C’est pourquoi cet imagier dit « un » et « une », et jamais « le » et « la ». Devant une voyelle ou un h muet, le et la s’effacent : l’arbre, l’écharpe, l’horloge — l’article ne dit alors plus rien du genre, précisément là où l’enfant en aurait le plus besoin. Sur ce mur, une carte sur six commence ainsi. Avec un et une, rien ne s’efface : un arbre, une écharpe, une horloge. Le h se règle du même coup — un hérisson mais une horloge, sans avoir à savoir lequel est aspiré. Et la couleur du liseré redit l’information en silence, si bien que la question rituelle de la classe — « c’est un ou une ? » — trouve sa réponse en un coup d’œil.

Un second geste fait passer la carte du singulier au pluriel : l’illustration se multiplie, l’article devient « des », et un liseré doré signale que l’on a changé de nombre — au pluriel, le genre s’efface, et c’est une leçon en soi. Les mots qui ne bougent pas — une souris, des souris ; un nez, des nez — sont justement ceux sur lesquels s’arrêter : seul l’article dit combien. Sans minuteur, sans score, rien à installer : un imagier calme pour le TBI, la tablette et l’ordinateur.
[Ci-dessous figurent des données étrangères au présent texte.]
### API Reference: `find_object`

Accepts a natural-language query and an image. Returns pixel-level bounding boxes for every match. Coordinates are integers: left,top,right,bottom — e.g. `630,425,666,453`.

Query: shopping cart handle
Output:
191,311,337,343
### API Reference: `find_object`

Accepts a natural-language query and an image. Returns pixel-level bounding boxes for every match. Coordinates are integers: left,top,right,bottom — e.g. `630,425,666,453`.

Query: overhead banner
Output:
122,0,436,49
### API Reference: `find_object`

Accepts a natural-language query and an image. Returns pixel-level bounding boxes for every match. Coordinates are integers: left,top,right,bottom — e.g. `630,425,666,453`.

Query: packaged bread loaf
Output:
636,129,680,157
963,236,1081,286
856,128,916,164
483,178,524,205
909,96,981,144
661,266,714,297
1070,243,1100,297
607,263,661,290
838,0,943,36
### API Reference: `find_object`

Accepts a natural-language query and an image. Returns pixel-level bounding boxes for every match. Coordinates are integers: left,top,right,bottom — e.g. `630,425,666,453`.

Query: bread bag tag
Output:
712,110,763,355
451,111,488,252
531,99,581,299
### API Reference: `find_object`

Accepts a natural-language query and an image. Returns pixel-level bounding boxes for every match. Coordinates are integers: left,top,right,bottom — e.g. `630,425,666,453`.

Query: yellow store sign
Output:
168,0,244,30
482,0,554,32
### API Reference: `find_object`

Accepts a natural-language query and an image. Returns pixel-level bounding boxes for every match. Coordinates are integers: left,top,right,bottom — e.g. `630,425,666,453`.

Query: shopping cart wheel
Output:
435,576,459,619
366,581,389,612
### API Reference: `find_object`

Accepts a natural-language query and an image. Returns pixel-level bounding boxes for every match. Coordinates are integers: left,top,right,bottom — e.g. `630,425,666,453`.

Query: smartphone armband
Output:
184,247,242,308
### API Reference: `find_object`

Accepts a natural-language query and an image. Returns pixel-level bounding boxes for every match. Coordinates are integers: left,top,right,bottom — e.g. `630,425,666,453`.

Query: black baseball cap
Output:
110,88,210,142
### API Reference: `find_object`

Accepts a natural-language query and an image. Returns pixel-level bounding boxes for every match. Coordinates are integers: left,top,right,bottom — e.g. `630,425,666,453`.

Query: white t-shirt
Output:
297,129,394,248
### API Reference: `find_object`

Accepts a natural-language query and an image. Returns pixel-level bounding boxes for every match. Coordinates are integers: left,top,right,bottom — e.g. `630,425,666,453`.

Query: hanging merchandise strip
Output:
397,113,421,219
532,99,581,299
Comment l'utiliser en classe

  • Projetez l’imagier au TBI et ouvrez un thème — les animaux, la ferme, le corps, les métiers : les cartes s’affichent, prêtes à être touchées.
  • Un enfant touche une carte : elle grandit et dit son mot avec l’article. Faites répéter la classe en entier — « un hérisson », jamais « hérisson » tout seul.
  • Posez la question rituelle avant de toucher : « c’est un ou une ? » La classe répond, la carte tranche, et la couleur du liseré confirme.
  • Basculez sur « plusieurs » : l’image se multiplie et l’article devient « des ». Arrêtez-vous sur les mots qui ne changent pas — une souris, des souris — et demandez ce qui a changé : l’article, et lui seul.
  • Épinglez les mots de la semaine dans « Nos mots » : le mur de la classe se construit carte après carte, se nomme (« Semaine 12 — À la ferme ») et se relit ensemble d’un seul geste.

Idées pour la classe

  • Pour un élève allophone nouvellement arrivé, l’imagier est un outil d’accueil immédiat : ni lecture, ni écrit, juste l’image et le mot dit. En UPE2A comme en inclusion dans la classe ordinaire, commencez par les thèmes du quotidien — l’école, le corps, les vêtements, les repas — et laissez l’élève toucher les cartes à son rythme, avec un camarade tuteur qui répète après lui. L’article vient avec le mot dès le premier jour, au lieu de s’ajouter des mois plus tard.
  • En rituel de langage, un thème par semaine : chaque matin, trois cartes, trois mots dits ensemble avec leur article. Le vendredi, la classe relit « Nos mots » en entier — le vocabulaire de la semaine tient sur un seul écran.
  • Jouez au « un ou une ? » : affichez un thème, les enfants annoncent le genre carte après carte, puis on vérifie ensemble. Cherchez ensuite ce que les cartes féminines ont en commun — souvent rien, et c’est la vraie leçon : le genre se retient avec l’article, pas avec une règle.
  • Reliez l’imagier aux Boîtes à sons : on choisit un mot sur le mur, on l’écoute, puis on le segmente en sons dans les boîtes — l’image donne le mot, les boîtes donnent les sons. Avec les Lettres magnétiques, on l’écrit ensuite : l’article d’abord, le nom ensuite.
  • En mode chuchoté, la voix demande « Trouve : une tortue » et l’enfant vient la chercher parmi les cartes — six cartes pour les plus jeunes, seize pour toute la classe. En atelier, chacun son tour : celui qui a trouvé lance le mot suivant.